GEO Type Documentation
Geospatial types are special data types in databases used to store and manipulate geospatial data, which can represent geometric objects such as points, lines, and polygons.
- Core purposes:
- Store geographic location information (e.g., longitude and latitude).
- Support spatial queries (e.g., distance calculation, area inclusion, intersection judgment).
- Process geospatial analysis (e.g., buffer analysis, path planning). Geographic Information Systems are widely used in map services, logistics scheduling, location-based social networking, meteorological monitoring, etc. The core requirement is to efficiently store massive spatial data and support low-latency spatial computing.
Core Encoding Technologies
S2 Geometry Libraryβ
S2 Geometry is a spherical geometry encoding system developed by Google.
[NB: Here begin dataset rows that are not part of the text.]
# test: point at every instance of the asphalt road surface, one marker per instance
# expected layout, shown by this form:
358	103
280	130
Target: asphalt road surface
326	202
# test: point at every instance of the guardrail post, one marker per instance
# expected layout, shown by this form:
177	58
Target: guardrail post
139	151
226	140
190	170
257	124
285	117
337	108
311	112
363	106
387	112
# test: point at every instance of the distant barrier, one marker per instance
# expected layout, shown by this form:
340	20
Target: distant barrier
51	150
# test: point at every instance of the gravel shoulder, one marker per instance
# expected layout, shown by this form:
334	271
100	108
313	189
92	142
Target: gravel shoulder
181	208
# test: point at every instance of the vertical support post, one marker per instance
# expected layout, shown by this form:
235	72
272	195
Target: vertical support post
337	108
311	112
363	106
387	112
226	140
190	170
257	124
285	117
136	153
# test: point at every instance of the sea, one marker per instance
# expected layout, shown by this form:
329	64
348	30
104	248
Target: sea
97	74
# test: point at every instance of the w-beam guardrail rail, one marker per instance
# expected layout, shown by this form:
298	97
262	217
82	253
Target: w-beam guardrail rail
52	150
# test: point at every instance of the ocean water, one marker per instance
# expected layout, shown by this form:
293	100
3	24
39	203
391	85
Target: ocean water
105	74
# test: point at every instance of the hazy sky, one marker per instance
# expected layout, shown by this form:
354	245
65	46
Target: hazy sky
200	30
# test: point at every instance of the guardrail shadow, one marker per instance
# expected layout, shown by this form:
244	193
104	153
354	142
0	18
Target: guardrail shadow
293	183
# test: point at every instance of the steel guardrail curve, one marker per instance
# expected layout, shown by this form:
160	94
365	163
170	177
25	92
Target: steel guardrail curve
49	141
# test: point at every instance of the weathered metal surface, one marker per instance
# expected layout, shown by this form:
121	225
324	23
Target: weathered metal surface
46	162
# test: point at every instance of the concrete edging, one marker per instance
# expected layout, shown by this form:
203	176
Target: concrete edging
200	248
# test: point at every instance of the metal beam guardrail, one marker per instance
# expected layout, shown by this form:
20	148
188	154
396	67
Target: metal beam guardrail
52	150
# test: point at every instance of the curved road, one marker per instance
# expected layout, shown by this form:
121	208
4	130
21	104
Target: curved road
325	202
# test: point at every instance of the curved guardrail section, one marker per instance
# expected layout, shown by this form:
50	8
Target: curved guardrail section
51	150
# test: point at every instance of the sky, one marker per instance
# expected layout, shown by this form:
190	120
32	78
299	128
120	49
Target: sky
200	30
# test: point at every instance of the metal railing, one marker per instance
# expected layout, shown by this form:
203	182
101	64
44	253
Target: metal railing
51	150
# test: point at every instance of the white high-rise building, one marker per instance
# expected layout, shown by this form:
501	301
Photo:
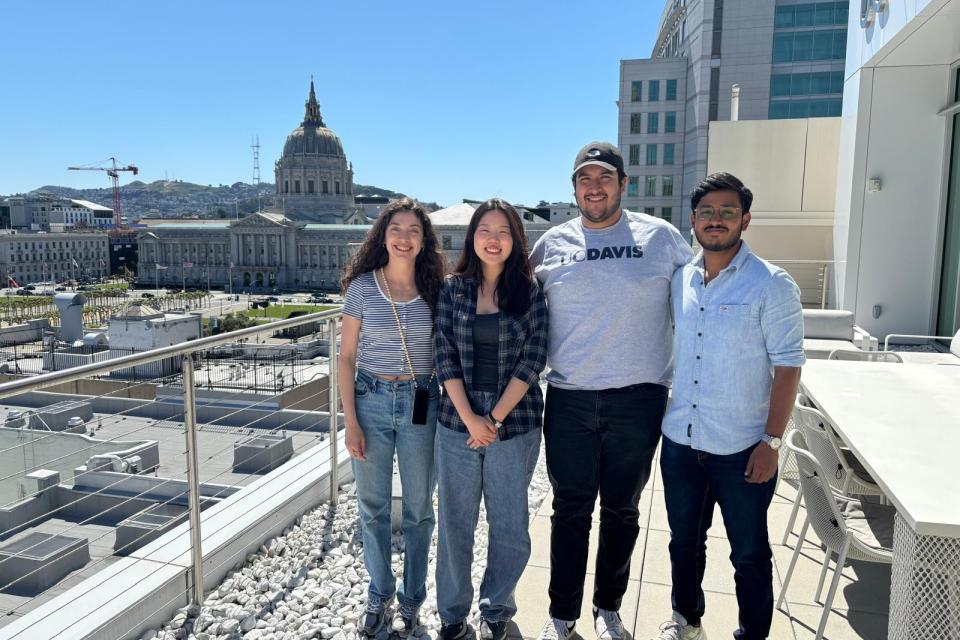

Its core idea is to achieve efficient indexing of global geospatial data through projection from a sphere to a plane.
Core Principlesβ
- Spherical projection: Project the Earth's sphere onto the 6 faces of a regular hexahedron, converting 3D spherical data into 2D planar data.
- Hierarchical grid division: Each face is recursively divided into quadrilateral grids (cells), and each cell can be further subdivided into 4 smaller sub-cells, forming a hierarchical structure with 30 levels of precision (the higher the level, the smaller the cell area and the higher the precision).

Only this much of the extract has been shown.